Каково будущее династии? Эта мысль не отступала от Елизаветы Петровны ни на минуту. Что станет со страной, если по той или иной причине ей придется уступить свое место? Не имея детей, она всегда опасалась, что, не дай-то Бог, в случае ее смерти или – как знать? – очередного заговора престол перейдет к бывшему царю-младенцу, Иоанну VI, которого она лишила трона, но который пока остается единственным ее законным наследником. Конечно, сейчас ребенок вместе с родителями находится в Риге, но ведь они способны вернуться в результате какой-нибудь очередной политической перестановки, которые стали такими привычными в России. Чтобы предохранить себя от подобной возможности, Елизавета видела только одно средство: назначить и заставить всех признать прямо с сегодняшнего дня единственного неоспоримого ее наследника. Собственно, выбирать было не из кого, и Елизавета не колебалась: по ее мнению, никто, кроме сына ее покойной сестры Анны Петровны, юного принца Карла-Петра-Ульриха Голштин-Готторпского, не достоин был столь высокого назначения. Отец мальчика, Карл-Фридрих Голштин-Готторпский, умер еще в 1739 году, он сам был сиротой, помещенным в четырнадцать лет под опеку своего дяди, Адольфа-Фридриха Голштинского, епископа Любекского. Растрогавшись печальной судьбой младенца, лишившегося матери несколько дней спустя после крестин, Елизавета, тем не менее, никогда всерьез о нем не заботилась и судьбой до тех пор его не занималась. А теперь внезапно сочла себя обязанной пожертвовать всем ради сохранения духа семьи и наверстать упущенное. Со стороны дядюшки-епископа не ожидалось никаких затруднений, но – что скажут русские люди? Ба! Разве в первый раз ими будет править на три четверти иностранец по крови? Стоило Елизавете выстроить в уме этот касающийся всей страны проект достаточно ясно, как начались связанные с ним переговоры между Россией и Германией.

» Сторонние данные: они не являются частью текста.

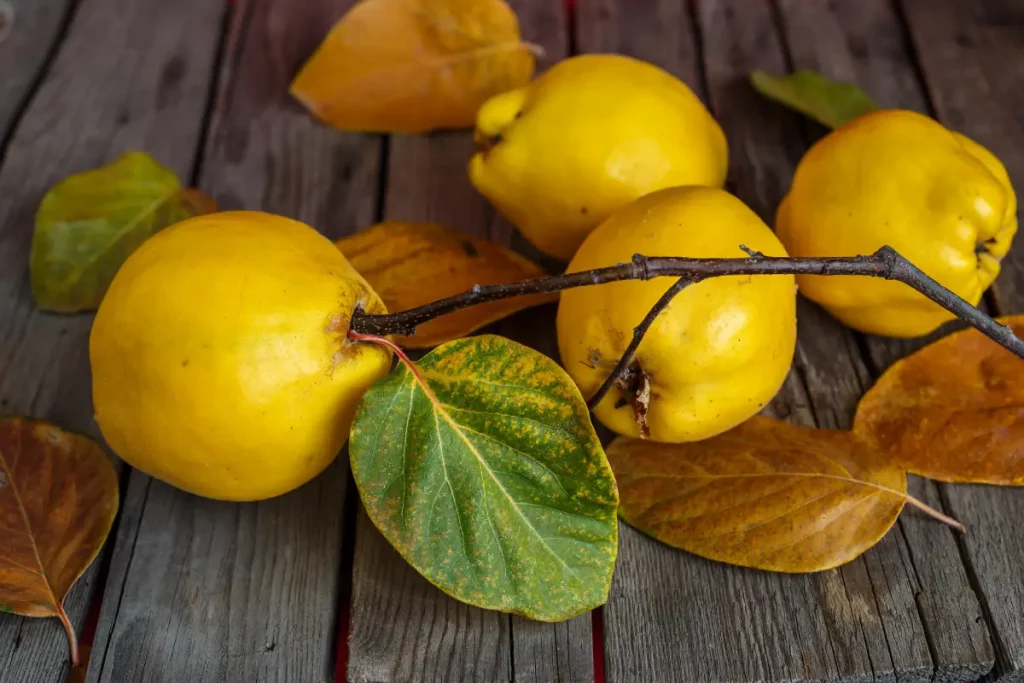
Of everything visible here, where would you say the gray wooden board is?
[593,0,991,681]
[348,0,594,683]
[902,0,1024,682]
[0,0,74,145]
[82,0,380,683]
[0,0,222,683]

Несмотря на то, что были приняты все обычные меры надлежащей секретности, слухи об этих переговорах быстро разнеслись по Европе и достигли ушей европейских министров иностранных дел. Ла Шетарди, естественно, заволновался и стал ломать голову, решая вопрос о том, что же, какие надежные препоны поставить перед началом нового немецкого вторжения в Россию. Догадавшись, что частично общественное мнение будет против ее планов, Елизавета Петровна поспешила сжечь за собою мосты. Даже не предупредив об этом ни Сенат, ни Бестужева, она отправила барона Николая Корфа в Киль, чтобы он привез оттуда «наследника престола». Она даже не потрудилась собрать заранее информацию о том, что же он собою представляет: раз этот мальчик – сын любимой сестры императрицы и ее, Елизаветы, собственный племянник, значит, он не может быть наделен свыше никакими другими чертами внешности и характера, кроме самых что ни на есть отменных! Она ожидала встречи с ним и волновалась так, как, наверное, способна волноваться лишь беременная женщина, которой не терпится увидеть лицо сына, подаренного ей Небом после долгого периода вызревания его в утробе.

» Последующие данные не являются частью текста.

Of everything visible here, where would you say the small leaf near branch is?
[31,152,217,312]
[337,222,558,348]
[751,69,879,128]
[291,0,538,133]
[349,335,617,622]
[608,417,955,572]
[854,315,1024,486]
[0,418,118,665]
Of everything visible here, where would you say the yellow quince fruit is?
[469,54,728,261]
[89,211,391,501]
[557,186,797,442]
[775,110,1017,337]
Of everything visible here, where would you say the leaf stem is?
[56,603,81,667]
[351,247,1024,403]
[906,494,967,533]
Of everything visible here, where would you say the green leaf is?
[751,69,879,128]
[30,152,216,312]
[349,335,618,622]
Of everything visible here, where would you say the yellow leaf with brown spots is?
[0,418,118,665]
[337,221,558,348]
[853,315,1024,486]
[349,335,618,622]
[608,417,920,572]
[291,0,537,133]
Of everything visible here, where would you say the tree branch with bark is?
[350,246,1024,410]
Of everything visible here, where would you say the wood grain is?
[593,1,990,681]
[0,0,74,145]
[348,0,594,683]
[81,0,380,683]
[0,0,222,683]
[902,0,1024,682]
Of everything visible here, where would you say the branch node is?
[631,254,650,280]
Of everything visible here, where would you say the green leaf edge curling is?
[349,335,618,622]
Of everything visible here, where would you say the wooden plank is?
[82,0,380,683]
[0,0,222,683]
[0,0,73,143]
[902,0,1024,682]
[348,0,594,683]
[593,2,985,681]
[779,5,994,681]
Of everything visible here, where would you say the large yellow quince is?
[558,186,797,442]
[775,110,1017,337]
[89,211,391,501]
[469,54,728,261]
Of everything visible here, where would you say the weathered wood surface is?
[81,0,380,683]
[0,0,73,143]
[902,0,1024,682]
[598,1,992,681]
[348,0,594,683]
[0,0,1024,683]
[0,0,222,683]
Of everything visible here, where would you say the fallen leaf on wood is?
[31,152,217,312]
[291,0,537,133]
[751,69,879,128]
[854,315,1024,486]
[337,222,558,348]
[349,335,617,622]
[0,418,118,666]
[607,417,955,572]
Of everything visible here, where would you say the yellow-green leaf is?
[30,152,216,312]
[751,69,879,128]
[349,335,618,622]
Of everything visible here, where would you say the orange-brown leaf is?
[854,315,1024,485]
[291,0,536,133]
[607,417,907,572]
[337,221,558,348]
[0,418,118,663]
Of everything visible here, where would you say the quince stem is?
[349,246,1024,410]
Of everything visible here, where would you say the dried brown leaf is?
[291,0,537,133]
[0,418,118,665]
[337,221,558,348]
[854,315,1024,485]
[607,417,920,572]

Путешествие барона Николая Корфа в Киль совершалось в такой тайне, что приезд Петра-Ульриха в Санкт-Петербург 5 февраля 1742 года остался почти не замеченным при дворе. Впервые увидев племянника, Елизавета, которая готовилась к бурному пробуждению в ней с первого же взгляда материнской любви, окаменела от удивления. Вместо прелестного Элиасена[52] перед ней оказался тощий косоглазый верзила, который исподтишка усмехался, говорил только по-немецки, хотя и тут не способен был двух слов связать, и глядел на тетку взглядом затравленного лисенка. Ничего себе подарочек она уготовила России! Подавляя разочарование, императрица приветливо улыбнулась новоприбывшему, «тотчас же, – как пишет К.Валишевский, – возложила на своего племянника андреевскую ленту, поручила Симону Теодорскому приготовить его к принятию православия, торжественно отпраздновала день его рождения – ему минуло четырнадцать лет – и увезла его в Москву», где приказала специально нанятым педагогам обучить подростка русскому языку.

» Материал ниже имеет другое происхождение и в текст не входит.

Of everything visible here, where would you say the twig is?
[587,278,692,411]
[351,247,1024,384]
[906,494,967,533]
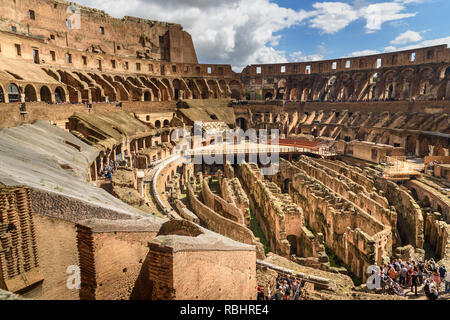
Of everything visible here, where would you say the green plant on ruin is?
[250,209,272,254]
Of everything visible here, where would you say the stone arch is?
[287,234,298,256]
[405,136,417,155]
[89,87,102,102]
[207,80,220,99]
[236,118,248,131]
[55,87,66,103]
[422,195,431,208]
[150,78,170,101]
[144,91,152,101]
[440,65,450,79]
[282,179,292,193]
[228,80,244,100]
[8,83,20,102]
[275,78,287,100]
[161,78,175,100]
[39,86,53,103]
[419,138,430,157]
[411,188,419,201]
[436,80,450,100]
[25,84,37,102]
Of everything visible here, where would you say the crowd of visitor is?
[98,161,117,179]
[370,259,450,300]
[258,275,302,300]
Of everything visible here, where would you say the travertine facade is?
[0,0,450,300]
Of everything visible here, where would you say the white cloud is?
[385,36,450,51]
[73,0,420,70]
[310,2,359,34]
[359,2,417,33]
[349,50,380,57]
[391,30,423,44]
[289,51,325,62]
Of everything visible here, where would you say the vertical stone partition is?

Естественной была реакция на все это российских франкофилов: они сильно обеспокоились тем, как бы вторжение во дворец принца-наследника не благоприятствовало усилению роли Германии в имперской политике, ведь до сих пор именно немцы во всем противостояли Франции. А русофилы пошли в своей ксенофобии еще дальше. То тут, то там, тихо и громогласно, выражались сожаления о том, что царица сохранила в своей армии некоторых командующих высоких чинов иностранного происхождения, среди которых были, к примеру, принц Гессен-Гомбургский, английские генералы Петер де Ласси и Джеймс Кейт.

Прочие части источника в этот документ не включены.